I said I'm lost in what I want in this relationship.. I do know what I want, and I do know what I need to keep it up. and I do have to push even if it hurts when she pushes back. I have to continue to say what's real, what is needed to be said. etx. 
so I tried that.. sort of. but the push back was weird.. because my partner said I have said "ILY" as mch as they had said it. An yes it may be true. but it's because Im in a weird place. I am questioning everything, wondering why, where, when, how. there could have been. actually there are likely more stable, beautiful, talented people in the world. we are all our own imperfect shit etx. but yet here we are.. here we are. 
moments of losing life, losing breath over her. over the way she makes me feel loved. 
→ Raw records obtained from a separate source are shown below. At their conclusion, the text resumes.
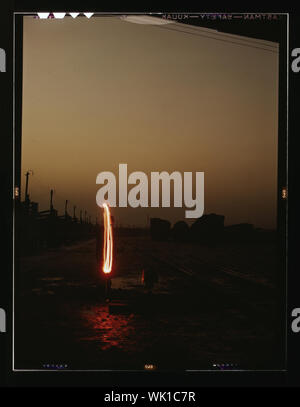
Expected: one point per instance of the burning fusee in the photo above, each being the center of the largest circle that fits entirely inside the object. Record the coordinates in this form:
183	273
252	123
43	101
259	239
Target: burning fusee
138	194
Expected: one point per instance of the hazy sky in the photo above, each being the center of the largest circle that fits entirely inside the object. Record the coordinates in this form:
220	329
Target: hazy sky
98	92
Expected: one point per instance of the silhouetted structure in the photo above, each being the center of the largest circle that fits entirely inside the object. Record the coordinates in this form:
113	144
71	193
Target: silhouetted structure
159	229
208	228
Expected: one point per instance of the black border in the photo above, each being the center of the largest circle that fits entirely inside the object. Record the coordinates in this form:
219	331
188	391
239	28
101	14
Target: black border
9	378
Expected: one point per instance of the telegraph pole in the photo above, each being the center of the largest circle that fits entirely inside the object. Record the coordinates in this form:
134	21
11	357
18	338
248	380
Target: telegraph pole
66	208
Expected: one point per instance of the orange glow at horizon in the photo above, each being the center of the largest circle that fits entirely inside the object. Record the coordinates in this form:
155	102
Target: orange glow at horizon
108	240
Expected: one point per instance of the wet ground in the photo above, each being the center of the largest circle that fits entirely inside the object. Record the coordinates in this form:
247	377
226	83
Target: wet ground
211	306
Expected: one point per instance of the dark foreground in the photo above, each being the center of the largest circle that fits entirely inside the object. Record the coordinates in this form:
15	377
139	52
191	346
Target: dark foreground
212	305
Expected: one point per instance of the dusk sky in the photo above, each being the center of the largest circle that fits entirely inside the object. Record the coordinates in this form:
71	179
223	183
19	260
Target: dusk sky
102	91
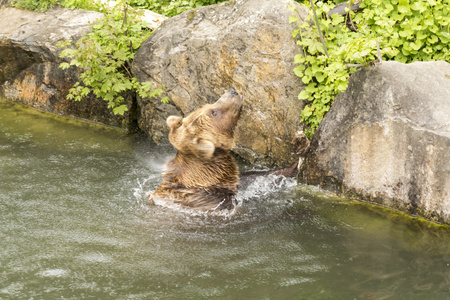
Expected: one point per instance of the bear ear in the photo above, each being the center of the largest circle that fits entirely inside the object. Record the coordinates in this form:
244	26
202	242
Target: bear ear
174	121
203	148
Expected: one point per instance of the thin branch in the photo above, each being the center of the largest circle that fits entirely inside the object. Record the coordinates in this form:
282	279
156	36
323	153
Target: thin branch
379	52
318	28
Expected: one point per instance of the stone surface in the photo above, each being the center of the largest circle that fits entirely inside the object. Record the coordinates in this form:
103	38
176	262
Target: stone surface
29	62
387	139
201	53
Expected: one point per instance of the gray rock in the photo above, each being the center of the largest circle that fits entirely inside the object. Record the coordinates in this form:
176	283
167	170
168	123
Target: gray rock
29	62
244	44
387	139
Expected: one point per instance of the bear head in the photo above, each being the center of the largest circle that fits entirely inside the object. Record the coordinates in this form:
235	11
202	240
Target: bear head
207	129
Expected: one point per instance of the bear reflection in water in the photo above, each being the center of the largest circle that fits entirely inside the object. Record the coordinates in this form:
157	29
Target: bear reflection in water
203	175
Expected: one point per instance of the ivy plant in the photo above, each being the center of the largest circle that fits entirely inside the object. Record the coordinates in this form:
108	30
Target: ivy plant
105	56
395	30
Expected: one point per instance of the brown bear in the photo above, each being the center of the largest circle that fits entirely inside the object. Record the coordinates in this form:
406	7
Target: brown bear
203	175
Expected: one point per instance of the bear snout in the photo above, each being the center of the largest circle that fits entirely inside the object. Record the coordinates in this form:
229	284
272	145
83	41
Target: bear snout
233	92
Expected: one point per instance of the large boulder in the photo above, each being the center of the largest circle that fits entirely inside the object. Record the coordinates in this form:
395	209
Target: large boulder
29	62
387	139
246	45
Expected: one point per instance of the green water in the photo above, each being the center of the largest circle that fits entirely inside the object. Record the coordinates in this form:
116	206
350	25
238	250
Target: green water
74	224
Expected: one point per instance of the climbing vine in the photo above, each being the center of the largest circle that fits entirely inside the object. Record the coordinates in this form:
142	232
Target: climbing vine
105	56
403	30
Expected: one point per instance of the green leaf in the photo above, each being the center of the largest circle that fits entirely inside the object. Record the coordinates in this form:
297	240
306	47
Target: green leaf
120	110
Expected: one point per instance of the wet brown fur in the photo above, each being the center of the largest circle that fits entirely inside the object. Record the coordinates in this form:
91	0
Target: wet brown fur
203	175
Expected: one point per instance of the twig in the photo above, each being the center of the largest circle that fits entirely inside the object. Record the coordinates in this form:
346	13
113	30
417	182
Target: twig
318	28
379	52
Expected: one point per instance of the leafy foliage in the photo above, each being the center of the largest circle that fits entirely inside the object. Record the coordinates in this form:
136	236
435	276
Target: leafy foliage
105	55
406	31
43	5
171	8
I don't know what to think.. I just know.. I realize that I have to be vocal. I have to be honest. I have to tell her.. like even now she is likely "sleeping" but its not fun when she spends most of her time sleeping, especially because she could have been talking to me, and we did talk a few times, etx. but it wasn't enough. because it was a mini argument about the people Im around, or the people I let into my circle. I don't think she was acting jealous or concerned she said she didn't care but it seems to have bothered her. and when I told that to a friend., they said that my partner needs to get over it because I or we work in an industry where we are surrounded by all walks of life, and I don't sit around thinking about the next notch on my belt, or whom I can love, or be loved by. I literally don't even look at what normal people, single people may think. lol 

maybe our relationship is just crazy. IM sure that is likely true. but I still stay. she still stays because we are in teh love, we want the forever, we want the heart and soul, the wedding, the kids, the family. and if I can go back to the work IM doing now, I can actually provide for us which I couldn't do before. so this would be amazing if I can, or we can do this. 
I love this person more than life itself. and I wnat her in my life, and I want to be haappy, and I wnat her to be happy... I want her to show up for me... I want to make plans, consistent plans IDK. 

maybe IM just crazy which is true but so is she.